Here’s how the resurrection from the dead further illuminates the questions about what it means to be human. These same questions we just looked at are answered ultimately by resurrection. The answers are the same, but much better. (Much like our resurrection bodies—the same but much better.)

Who are we?
We’re still relational image-bearers of God, but now we’re recreated in the image of Christ.  

What are we?
We’re still both body and soul, but glorified. We’ll enjoy a glorified human existence.

Why are we? (Again, the question about cause.)
We still are because God gives us being and sustains our being, and we will be co-rulers with God over creation. But now, our material cause and formal cause are placed back in proper union: body and soul, united.

Where are we? Where am I?
In Genesis, we were spatially located in a world created by God for our enjoyment and flourishing. In the resurrection from the dead, we will be spatially located in an environment that is, again, created by God for our enjoyment and flourishing.

When are we?
The message of the gospel is that we are eternal.

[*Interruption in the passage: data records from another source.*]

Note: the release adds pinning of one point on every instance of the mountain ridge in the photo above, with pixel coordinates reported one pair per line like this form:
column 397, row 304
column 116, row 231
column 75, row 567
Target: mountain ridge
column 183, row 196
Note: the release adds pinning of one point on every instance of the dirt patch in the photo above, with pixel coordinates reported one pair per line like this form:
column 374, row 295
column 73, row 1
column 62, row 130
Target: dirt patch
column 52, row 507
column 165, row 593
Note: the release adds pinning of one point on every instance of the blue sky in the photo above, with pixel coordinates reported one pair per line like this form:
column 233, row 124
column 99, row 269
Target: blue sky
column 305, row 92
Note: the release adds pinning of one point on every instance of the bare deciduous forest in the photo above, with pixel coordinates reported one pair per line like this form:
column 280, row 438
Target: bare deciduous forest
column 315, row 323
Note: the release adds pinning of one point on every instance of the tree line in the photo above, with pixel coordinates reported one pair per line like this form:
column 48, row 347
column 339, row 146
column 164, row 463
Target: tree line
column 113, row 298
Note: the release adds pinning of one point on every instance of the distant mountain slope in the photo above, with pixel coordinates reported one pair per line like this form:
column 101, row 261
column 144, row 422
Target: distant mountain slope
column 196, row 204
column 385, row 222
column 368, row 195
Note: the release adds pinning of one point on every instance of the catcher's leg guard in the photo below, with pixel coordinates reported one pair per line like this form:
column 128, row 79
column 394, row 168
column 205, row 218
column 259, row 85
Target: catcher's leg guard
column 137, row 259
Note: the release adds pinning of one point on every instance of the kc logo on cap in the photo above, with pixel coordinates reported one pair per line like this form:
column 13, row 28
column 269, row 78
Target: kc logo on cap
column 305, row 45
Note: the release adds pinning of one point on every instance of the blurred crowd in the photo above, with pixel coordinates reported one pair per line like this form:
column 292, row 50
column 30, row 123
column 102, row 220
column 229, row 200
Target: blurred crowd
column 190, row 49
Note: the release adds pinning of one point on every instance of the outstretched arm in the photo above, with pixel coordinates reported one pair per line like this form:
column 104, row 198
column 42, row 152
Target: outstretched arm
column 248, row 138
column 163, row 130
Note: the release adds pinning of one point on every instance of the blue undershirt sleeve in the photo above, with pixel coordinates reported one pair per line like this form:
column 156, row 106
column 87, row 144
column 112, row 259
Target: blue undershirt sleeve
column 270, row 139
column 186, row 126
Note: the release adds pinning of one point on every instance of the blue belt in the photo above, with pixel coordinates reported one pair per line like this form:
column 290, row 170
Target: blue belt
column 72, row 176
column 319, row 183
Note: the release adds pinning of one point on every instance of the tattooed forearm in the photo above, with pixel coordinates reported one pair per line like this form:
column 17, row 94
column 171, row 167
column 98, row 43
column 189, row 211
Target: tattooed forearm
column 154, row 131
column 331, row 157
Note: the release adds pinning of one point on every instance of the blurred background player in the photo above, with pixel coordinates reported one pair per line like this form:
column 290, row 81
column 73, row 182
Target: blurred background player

What We Learn from Bodily Resurrection

The fact that Christ will redeem the body teaches me:

  • To love God, from whom I got my body.
  • To love my neighbor and myself.
  • That I can differentiate between my neighbor and myself because we have different bodies. At the same time, I am by nature the same as my neighbor, and therefore I have no right to judge him on the basis of any perceived physical shortcoming because human nature is more than that. If my neighbor is diseased, deformed, or of a different race, these are secondary, nonessential matters. Disease will go away. Deformity will go away. Race (to the extent that it even is such a thing) will persist, but what goes away in that case is your misinformed racism. You see, there are so many cultural confusions that resurrection clears.

That Christ will redeem the body further teaches me:

  • To honor the biological realities of male and female.
  • To honor the fact that life is more than just the visible; and so the tiniest of lives—even those that I cannot see, those in the womb—exist as distinct from the mother and exist as human beings by virtue of their unique image-bearing souls from day one.
  • That the material world is not inherently evil, nor my body evil, nor anyone else’s body evil.
  • Not to give myself over to corruption of either the body or the soul.
  • That I don’t have to fear any physical shortcomings in my body—ones that I was born with, ones that I inherited, ones that I brought upon myself, ones that someone else perpetrated against me.

We’ve now covered grounding principle no. 1: resurrection is a bodily event. Grounding principle no. 2 is that resurrection is a future event. And it’s also a future topic, to be covered in the next sermon.